Berg used time-series aerial imagery and historical census data to quantify changes in population, land ownership patterns and woody cover between 1937 and 2012 in three different settings in Central Texas: a semi-urban watershed almost entirely within the city limits of Lampasas, rural watersheds in Lampasas County and a portion of Burnet County, and the adjoining rural watersheds in Mills County.
Joining Berg in this study were Dr. Bradford Wilcox, AgriLife Research and Texas A&M Department of Ecosystem Science and Management; Dr. Michael Sorice, Virginia Tech; and Dr. Jay Angerer, Dr. Edward Rhodes and Dr.
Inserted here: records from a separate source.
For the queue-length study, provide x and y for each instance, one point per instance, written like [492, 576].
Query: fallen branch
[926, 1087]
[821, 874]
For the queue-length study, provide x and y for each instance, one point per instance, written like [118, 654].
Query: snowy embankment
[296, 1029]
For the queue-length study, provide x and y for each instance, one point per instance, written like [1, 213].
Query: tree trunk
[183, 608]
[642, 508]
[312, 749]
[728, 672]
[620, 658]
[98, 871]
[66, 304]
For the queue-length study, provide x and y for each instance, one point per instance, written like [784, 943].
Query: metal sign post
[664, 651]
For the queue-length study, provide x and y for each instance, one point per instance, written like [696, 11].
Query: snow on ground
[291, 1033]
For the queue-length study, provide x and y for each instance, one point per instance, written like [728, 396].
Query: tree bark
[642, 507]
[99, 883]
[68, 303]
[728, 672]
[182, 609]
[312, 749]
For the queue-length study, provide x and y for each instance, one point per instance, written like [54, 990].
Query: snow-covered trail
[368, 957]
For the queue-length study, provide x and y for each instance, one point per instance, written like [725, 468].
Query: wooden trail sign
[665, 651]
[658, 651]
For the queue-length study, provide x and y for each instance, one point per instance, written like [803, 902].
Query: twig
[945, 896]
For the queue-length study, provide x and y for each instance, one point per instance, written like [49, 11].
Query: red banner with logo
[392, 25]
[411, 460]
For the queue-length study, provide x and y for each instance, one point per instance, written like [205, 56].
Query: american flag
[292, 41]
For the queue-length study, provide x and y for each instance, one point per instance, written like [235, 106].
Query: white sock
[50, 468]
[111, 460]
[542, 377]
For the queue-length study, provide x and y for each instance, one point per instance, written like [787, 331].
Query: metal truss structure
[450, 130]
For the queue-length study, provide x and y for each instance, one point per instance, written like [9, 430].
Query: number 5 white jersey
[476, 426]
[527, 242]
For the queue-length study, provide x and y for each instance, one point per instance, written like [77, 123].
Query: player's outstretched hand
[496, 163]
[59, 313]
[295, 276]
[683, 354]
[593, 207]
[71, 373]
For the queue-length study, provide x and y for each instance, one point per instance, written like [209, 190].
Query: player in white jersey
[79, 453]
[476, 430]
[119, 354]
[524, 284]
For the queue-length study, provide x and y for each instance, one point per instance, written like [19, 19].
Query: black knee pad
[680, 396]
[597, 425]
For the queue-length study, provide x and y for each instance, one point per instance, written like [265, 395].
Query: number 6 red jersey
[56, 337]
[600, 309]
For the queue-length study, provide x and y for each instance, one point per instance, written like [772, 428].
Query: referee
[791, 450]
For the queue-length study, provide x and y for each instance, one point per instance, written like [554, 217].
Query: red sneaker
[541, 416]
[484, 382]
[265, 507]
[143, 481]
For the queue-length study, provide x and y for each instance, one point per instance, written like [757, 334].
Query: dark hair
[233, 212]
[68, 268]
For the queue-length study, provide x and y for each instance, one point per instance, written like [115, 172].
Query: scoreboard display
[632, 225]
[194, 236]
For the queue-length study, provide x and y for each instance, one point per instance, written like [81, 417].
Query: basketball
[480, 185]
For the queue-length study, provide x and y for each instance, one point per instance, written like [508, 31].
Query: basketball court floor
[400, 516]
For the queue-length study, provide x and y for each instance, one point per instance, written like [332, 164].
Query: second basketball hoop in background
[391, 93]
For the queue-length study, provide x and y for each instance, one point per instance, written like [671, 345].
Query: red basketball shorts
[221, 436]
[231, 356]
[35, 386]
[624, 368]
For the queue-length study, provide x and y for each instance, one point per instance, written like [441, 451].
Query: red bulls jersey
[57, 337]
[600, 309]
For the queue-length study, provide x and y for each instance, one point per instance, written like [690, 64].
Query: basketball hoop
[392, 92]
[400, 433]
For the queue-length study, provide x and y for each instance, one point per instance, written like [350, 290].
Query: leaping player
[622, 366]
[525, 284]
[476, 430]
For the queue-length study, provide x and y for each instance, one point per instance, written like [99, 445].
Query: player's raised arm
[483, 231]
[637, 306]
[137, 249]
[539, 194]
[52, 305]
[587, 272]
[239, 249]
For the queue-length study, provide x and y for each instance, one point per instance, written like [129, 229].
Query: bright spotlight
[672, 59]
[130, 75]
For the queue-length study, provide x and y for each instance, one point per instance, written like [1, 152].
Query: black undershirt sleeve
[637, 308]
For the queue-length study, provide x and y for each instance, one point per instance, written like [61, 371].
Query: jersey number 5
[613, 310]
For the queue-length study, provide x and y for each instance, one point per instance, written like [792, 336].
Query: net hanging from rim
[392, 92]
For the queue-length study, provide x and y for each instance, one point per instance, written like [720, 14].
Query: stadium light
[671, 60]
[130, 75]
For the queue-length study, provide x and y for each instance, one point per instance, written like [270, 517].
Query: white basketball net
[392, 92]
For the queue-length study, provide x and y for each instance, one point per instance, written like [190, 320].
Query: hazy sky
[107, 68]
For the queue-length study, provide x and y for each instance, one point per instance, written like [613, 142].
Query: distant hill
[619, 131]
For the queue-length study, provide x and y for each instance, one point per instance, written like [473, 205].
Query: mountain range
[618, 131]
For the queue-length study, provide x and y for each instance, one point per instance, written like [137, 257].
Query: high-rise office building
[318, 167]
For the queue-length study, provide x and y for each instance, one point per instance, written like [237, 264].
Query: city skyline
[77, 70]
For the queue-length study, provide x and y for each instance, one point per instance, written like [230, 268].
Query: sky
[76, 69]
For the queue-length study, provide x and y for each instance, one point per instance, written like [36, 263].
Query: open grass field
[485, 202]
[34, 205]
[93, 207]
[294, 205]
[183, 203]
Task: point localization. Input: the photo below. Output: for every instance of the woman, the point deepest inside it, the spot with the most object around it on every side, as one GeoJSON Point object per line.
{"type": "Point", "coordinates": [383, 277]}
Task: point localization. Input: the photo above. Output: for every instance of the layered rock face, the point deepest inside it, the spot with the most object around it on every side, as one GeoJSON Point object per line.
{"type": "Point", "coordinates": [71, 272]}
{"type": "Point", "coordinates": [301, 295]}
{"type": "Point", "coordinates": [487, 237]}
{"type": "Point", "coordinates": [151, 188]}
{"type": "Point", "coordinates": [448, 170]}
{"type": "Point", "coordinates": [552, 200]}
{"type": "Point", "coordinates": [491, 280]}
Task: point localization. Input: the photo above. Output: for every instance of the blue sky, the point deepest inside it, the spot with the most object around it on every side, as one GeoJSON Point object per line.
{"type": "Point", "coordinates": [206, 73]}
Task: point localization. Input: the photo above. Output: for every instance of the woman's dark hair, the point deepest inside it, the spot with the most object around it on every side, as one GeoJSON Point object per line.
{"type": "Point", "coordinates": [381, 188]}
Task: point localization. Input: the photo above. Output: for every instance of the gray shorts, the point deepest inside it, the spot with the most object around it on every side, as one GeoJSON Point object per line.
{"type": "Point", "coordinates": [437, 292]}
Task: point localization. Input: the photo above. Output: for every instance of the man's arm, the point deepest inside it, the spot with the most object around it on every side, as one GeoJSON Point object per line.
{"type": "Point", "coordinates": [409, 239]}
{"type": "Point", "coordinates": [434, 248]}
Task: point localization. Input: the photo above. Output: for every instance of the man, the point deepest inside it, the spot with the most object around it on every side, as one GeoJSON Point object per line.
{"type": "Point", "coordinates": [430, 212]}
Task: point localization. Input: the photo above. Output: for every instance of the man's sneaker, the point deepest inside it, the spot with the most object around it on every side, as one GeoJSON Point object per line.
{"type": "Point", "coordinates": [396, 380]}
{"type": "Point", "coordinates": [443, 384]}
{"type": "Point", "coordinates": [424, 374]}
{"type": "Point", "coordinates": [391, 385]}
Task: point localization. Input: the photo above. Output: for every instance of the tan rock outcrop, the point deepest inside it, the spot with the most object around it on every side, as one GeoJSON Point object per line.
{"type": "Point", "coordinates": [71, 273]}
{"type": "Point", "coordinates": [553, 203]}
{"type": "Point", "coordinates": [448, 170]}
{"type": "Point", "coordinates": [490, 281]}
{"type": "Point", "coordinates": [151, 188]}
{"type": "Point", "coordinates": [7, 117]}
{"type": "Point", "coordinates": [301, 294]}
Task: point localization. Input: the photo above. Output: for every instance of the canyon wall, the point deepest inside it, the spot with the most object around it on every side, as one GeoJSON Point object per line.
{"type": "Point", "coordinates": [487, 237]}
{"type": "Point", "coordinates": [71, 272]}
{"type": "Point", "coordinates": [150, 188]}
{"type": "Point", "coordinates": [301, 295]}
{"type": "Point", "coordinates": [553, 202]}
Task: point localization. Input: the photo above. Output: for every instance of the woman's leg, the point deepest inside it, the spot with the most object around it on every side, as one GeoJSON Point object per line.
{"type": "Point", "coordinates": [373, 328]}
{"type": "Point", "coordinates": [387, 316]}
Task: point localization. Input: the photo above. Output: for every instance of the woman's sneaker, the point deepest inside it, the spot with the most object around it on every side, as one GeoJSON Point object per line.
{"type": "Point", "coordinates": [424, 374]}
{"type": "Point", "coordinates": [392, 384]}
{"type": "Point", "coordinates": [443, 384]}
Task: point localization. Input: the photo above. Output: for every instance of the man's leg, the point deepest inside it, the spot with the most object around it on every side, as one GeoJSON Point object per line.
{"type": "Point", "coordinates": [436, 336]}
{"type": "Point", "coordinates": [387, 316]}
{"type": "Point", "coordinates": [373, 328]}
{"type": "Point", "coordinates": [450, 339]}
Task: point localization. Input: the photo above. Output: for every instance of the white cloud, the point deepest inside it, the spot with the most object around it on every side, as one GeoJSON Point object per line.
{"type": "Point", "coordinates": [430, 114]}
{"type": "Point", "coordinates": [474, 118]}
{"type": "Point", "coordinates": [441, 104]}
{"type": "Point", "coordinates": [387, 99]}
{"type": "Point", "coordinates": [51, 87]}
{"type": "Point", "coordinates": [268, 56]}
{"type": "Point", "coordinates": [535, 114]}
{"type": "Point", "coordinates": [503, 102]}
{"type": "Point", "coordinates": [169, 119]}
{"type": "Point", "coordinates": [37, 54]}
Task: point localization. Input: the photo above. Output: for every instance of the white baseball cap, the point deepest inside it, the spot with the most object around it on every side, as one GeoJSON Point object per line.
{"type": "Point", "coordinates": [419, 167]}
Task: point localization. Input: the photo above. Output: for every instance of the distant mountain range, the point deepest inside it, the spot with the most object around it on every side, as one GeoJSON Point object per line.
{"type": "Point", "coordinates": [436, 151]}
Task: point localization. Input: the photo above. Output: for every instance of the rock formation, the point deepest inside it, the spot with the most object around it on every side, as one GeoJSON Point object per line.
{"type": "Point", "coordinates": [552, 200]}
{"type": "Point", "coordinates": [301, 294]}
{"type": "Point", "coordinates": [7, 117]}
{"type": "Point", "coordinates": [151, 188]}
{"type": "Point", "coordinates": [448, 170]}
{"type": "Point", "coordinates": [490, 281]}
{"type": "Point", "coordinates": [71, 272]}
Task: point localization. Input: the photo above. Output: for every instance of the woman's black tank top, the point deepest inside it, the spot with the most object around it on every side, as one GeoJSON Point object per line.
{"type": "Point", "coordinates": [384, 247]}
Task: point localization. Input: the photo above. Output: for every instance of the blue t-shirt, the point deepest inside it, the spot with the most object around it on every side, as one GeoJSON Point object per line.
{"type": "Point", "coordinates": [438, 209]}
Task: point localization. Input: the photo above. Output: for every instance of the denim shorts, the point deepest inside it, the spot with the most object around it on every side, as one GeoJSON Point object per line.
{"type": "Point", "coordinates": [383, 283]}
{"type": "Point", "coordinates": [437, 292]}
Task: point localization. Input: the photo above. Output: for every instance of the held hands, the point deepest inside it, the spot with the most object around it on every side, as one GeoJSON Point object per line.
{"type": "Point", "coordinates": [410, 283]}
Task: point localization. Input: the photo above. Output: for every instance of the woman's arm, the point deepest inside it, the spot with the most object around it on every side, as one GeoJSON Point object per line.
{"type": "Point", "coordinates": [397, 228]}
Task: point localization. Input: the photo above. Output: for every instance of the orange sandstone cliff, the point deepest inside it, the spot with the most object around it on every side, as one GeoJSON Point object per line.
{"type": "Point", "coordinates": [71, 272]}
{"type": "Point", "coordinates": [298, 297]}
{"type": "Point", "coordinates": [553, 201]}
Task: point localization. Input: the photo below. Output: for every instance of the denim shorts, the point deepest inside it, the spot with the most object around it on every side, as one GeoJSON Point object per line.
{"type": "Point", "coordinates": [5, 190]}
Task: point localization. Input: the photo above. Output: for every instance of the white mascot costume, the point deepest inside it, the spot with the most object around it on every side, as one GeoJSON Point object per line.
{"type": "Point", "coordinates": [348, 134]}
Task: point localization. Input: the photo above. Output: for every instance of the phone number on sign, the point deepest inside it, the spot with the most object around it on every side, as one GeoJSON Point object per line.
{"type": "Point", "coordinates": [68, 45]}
William Fox, all with AgriLife Research.
The research was funded by grants from the U.S. Department of Agriculture – National Institute of Food and Agriculture and the National Science Foundation, and a Tom Slick Graduate Research Fellowship from the Texas A&M College of Agriculture and Life Sciences.
Berg said most past research focused on environmental and ecological connections. This study documents for the first time the relationship between human demographics and the conversion of grassland to woody plant cover, shrubs and woodlands.
In this effort, the scientists were able to document the changes in grassland along with population, and for some, the results might be surprising.
“What we found was unexpected,” Berg said. “What makes these relationships remarkable is the strength of the correlations for all three settings, despite large differences in both the direction and timing of changes.”
Typically, it is thought that when people move into an area, they clear off the land to build their homes and eventually to build cities. But the reality is, unless they are in the agriculture business, the widespread clearing does not occur, the scientists found.
“Where people moved, woody plants followed,” he said. “Only when the size of farms increased did the amount of woody plant cover decrease.”